On my drive to work this morning, the somber reality of last night’s tragedy continued to unfold as I witnessed at least five separate police cars, lights fervently blazing, rushing in the opposite direction, each seemingly carrying with it the heavy burden of urgency and the unyielding quest for justice amidst the lingering shadows of the malevolent act that befell our peaceful community. This unsettling scene unfurled for me a panorama of memories from a decade ago when I attended St. John’s Seminary in Boston, a witness to the eerie silence and palpable fear that gripped the city in the aftermath of the Boston Marathon bombing.
The suspect, who fled the scene, prompted a massive manhunt, instigating a state of fear among the residents as hundreds of police officers scoured the city and its surrounding areas. As the community grapples with this tragedy, the narrative of blaming God or trying to make sense of the evil and senseless pain often emerges, reigniting age-old theological and philosophical debates I had with friends a decade ago as a grad student at St. John’s Seminary in Boston.
Catholicism, with its rich tradition of theology and philosophy, has long engaged with the philosophical problem of evil.

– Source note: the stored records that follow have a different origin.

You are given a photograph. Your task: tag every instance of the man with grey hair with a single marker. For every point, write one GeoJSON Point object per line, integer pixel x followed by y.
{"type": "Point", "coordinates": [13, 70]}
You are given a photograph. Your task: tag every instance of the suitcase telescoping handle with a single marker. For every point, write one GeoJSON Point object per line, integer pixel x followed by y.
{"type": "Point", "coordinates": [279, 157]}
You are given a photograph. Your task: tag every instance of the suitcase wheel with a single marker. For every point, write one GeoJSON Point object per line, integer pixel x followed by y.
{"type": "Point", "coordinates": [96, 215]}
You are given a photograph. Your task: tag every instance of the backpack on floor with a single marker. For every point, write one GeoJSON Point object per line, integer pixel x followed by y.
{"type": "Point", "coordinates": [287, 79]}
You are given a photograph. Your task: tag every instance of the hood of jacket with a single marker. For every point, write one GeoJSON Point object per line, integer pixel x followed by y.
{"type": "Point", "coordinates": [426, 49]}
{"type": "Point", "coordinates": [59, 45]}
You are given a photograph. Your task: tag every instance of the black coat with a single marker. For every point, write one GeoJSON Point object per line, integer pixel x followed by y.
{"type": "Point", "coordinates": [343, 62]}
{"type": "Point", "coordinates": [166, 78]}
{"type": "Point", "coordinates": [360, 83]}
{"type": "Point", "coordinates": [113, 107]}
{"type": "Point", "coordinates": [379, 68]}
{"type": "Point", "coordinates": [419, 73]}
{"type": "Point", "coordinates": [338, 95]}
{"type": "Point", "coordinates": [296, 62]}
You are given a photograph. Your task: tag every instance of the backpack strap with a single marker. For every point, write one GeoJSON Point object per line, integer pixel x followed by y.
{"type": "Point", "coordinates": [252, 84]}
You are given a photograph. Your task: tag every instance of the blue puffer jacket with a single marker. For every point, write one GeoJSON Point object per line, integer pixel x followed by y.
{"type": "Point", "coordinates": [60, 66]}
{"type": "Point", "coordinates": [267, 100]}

The Church teaches that evil entered the world through human free will, which, though a gift from God, allows for the possibility of sin. In the intellectual realm, numerous Catholic thinkers have ventured into the depths of this enigma, each attempting to fathom the intertwining of free will, divine omniscience, and the existence of evil. St. Augustine’s delineation of evil as a privation of good, and St. Thomas Aquinas’ explication of the coexistence of divine providence with human free will, contribute to a robust intellectual tradition that seeks to grapple with the problem of evil without undermining the essence of faith.
The philosophical and theological dialogues within the Church offer a fertile ground for believers and skeptics alike to engage with the enduring question of why a loving God would permit such tragedies. They challenge individuals to transcend simplistic explanations and to delve into a profound exploration of faith in a world marred by senseless acts of violence.
The anguish and the questioning that follow such tragic incidents are a part of the human endeavor to make sense of the incomprehensible. It’s a journey that echoes the sentiments of the Book of Job, where amidst severe suffering, the quest for understanding the ‘why’ of evil and suffering becomes a profound theological engagement.
In the face of the apparent absurdity of evil acts like the Lewiston shooting, Catholics are called to hold onto faith, to hope against hope, and to find God even in the dark night of senselessness.
Moreover, the Catholic response to such tragic events often transcends mere intellectual engagement. It’s manifested in the acts of love, compassion, and solidarity that the community displays in the aftermath. The response is not just about making theological sense but about being the living embodiment of Christ’s love in a world that desperately needs it. The Church, with its emphasis on social justice and the preferential option for the poor, is called to respond to evil by promoting a culture of life, love, and hope.
Furthermore, the sacramental life of the Church provides a framework for processing grief, anger, and the cry for justice. The Eucharist, as a celebration of Christ’s self-giving love, invites Catholics to partake in the divine life, even amidst the stark reality of evil. It’s a call to transform the culture of death into a culture of life.
This narrative does not dismiss the struggle or the profound questioning that comes with witnessing evil. Instead, it invites a deeper engagement with the reality of evil and the hope that faith provides. In doing so, it calls for a nuanced understanding and response, not just from Catholics, but from all individuals and communities grappling with the existential reality of evil, senseless pain, and the quest for a more compassionate world.
The Catholic church provides not only a framework for grappling with the problem of evil but also a call to action. It’s a call to be bearers of hope in a world that often seems overshadowed by senseless acts of violence and the ensuing despair. Through faith, hope, and love, the response to evil transcends the momentary and points towards a horizon of hope, towards a deeper understanding of life, and ultimately towards a response that echoes the very heart of the Gospel message.